Nowhere near as successful as writer/director/star Trey Parker's South Park, and yet not nearly as embarrassing as he and partner Matt Stone's Baseketball, this pornography parody centered around a pure, virginal Mormon missionary finding/stumbling into the porn industry. So where's the superhero come in?

 

Our protagonist, played by Parker, makes porn films about a superhero named Orgazmo, who fights crime with a powerful weapon—a gun capable of bringing it's victims to instant orgasm (don't laugh; you try finishing off a bank robbery and climax at the same time). When the actor playing Orgazmo's sidekick Chodaboy develops a real version of the gun however, the superhero game becomes very real.

 

 

3. Darkman

 

Before Sam Raimi would get control of the biggest name brand superhero franchise of them all, he'd prove he knew how to tell a story in the genre with this tiny, cheap 1990 film about a scientist who loses his face—and mind—in an attack by gangsters, and adopts a series of disguises to exact his vengeance.

 

What Raimi lacked in production value, he more than made up for with exploitive tone, dark aesthetic and creepy atmosphere. While Darkman may have become something of a footnote in Raimi's career, a bridge between his splatter-stick roots and his respectable Hollywood career, it's gained enough cult cache to earn two direct-to-video sequels and, perhaps the ultimate compliment a not-based-on-a-comic-book superhero film can get—a comic book adaptation.

 

 

2. Unbreakable

 

In 2000, M. Night Shyamalan still seemed like he might live up to all that hype about being "The Next Spielberg," and this follow up to the Sixth Sense did nothing to diminish his rep as a solid storyteller (nor did it give any clues that he'd eventually lose his mind and make movies as insane as Lady in the Water). [Editor’s Note: I thought it was decent, if not a little pretentious.]

 

Unbreakable saw release the same year as X-Men, and was thus rather forward thinking—it anticipated the coming Hollywood superhero boom that X-Men and Spider-Man kicked off.
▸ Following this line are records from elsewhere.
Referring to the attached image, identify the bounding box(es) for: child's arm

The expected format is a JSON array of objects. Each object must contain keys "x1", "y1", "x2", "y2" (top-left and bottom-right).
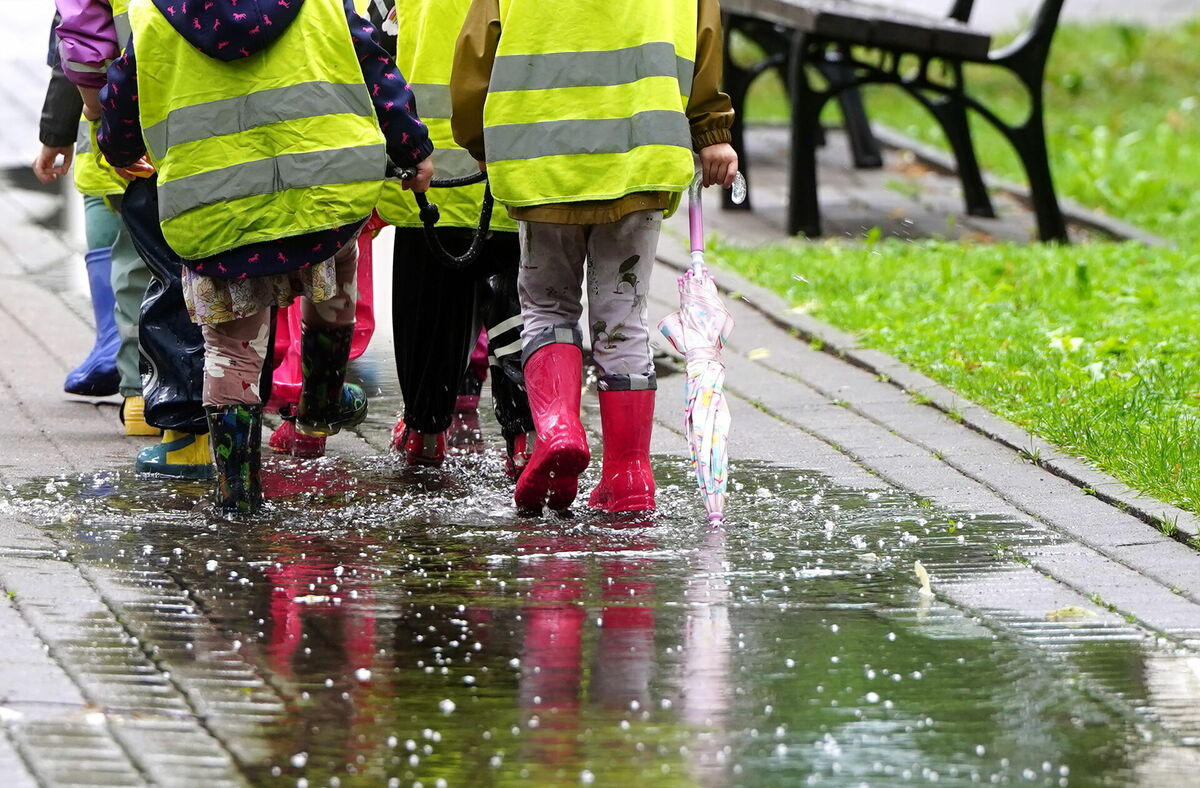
[
  {"x1": 55, "y1": 0, "x2": 120, "y2": 119},
  {"x1": 688, "y1": 0, "x2": 738, "y2": 186},
  {"x1": 96, "y1": 41, "x2": 146, "y2": 170},
  {"x1": 450, "y1": 0, "x2": 500, "y2": 162},
  {"x1": 346, "y1": 4, "x2": 433, "y2": 169}
]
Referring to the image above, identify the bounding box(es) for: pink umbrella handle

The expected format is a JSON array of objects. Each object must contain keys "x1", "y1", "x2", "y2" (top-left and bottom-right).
[{"x1": 688, "y1": 173, "x2": 704, "y2": 253}]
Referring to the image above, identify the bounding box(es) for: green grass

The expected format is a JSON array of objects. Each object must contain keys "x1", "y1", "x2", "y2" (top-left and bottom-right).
[
  {"x1": 713, "y1": 19, "x2": 1200, "y2": 512},
  {"x1": 713, "y1": 241, "x2": 1200, "y2": 511},
  {"x1": 746, "y1": 18, "x2": 1200, "y2": 241}
]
And yet it's a superhero movie in a very loose sense of the word, as Shyamalan teased us throughout with ‘is-he-or-isn't-he’ plot about Bruce Willis' superpowers. Ultimately, it's more of a supervillain movie than a superhero one, but it approaches both comic book-style heroes and villains with a skillful, stately style, viewing them through a realistic prism. In the real world, this is what superheroes might be like, if there were such a thing, and what supervillains are like.

 

 

1. The Incredibles

 

This 2004 Pixar animated feature may go down in history as the greatest superhero movie of all time, which ought to bring a sense of enduring shame to the creators of name-brand superhero films, since so many of the details that The Incredibles prods, tweaks and plays with come from familiar Marvel and DC superheroes.

 

Writer/director Brad Bird crafted a big action movie that was the perfect definition of all-ages, pleasing kids and parents just as easily as us jaded cynical adult superhero fans. At the same time, he managed to deliver a movie that thoroughly explored the outsider theme that is at the core of so many superhero films and comics and made a strong argument for the importance of family—messages you felt rather than heard, seeing as you're so distracted by the giant robot battle.

 

You're forgiven if you walked out of the following year's Fantastic Four movie feeling as if the best Fantastic Four movie was the one that didn't even feature the actual Fantastic Four.